Did I solve this trig integral correctly?

[Guest]

Here's the problem: S sin^3(x)cos(x)dx [S means Integral]

Here's my solution:

S sin^2(x)sin(x)cos(x)dx
S (1-cos^2(x))sin(x)cos(x)dx
let u=cox(x), du=-sin(x)dx
-S (1-u^2)u du
-S u-u^3 du
-[(1/2)u^2-(1/4)u^4]+C

[(-1/2)(cos^2(x))+(1/4)(cos^4(x))]+C

Thanks!

 

[pka]

Don't make it hard!
That is just \(\displaystyle \L \int {u^3 du}.\)

 

[skeeter]

you sure took the long road to Dallas ...

\(\displaystyle \L \int \sin^3{x} \cos{x} dx\)

let u = sinx, du = cosx dx, substitute ...

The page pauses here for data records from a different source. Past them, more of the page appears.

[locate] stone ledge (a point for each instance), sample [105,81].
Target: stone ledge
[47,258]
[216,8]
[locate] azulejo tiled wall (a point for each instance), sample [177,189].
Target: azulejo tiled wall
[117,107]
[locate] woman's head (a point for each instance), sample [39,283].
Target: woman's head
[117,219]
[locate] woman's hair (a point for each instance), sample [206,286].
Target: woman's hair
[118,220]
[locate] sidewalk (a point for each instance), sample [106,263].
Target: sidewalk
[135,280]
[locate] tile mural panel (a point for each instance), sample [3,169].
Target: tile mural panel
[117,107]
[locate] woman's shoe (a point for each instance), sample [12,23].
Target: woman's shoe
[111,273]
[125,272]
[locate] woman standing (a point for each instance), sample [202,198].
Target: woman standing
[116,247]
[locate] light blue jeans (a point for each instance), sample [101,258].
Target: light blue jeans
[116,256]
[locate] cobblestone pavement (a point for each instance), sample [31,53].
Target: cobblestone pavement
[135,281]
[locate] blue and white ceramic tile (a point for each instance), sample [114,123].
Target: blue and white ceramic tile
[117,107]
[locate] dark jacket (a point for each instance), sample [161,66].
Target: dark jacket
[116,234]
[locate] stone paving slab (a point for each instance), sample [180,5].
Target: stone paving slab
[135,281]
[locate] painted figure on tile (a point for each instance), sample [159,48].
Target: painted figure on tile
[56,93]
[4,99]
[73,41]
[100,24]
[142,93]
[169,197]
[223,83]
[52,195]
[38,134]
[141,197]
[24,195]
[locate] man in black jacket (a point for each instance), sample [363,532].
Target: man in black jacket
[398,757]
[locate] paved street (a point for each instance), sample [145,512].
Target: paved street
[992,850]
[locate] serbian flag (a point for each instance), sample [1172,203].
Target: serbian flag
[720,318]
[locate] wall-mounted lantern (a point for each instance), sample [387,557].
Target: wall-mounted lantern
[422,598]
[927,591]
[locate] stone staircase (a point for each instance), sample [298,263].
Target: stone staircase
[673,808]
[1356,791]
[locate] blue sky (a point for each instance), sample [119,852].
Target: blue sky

\(\displaystyle \L \int u^3 du = \frac{u^4}{4} + C = \frac{\sin^4{x}}{4} + C\)

 

[Guest]

WOW... Well, it was in the section about separating trig integrals, i.e. if sine is odd and positive, save one sine and convert the rest to cosines... so I guess that's what I was trying to do? Thanks for the corrections!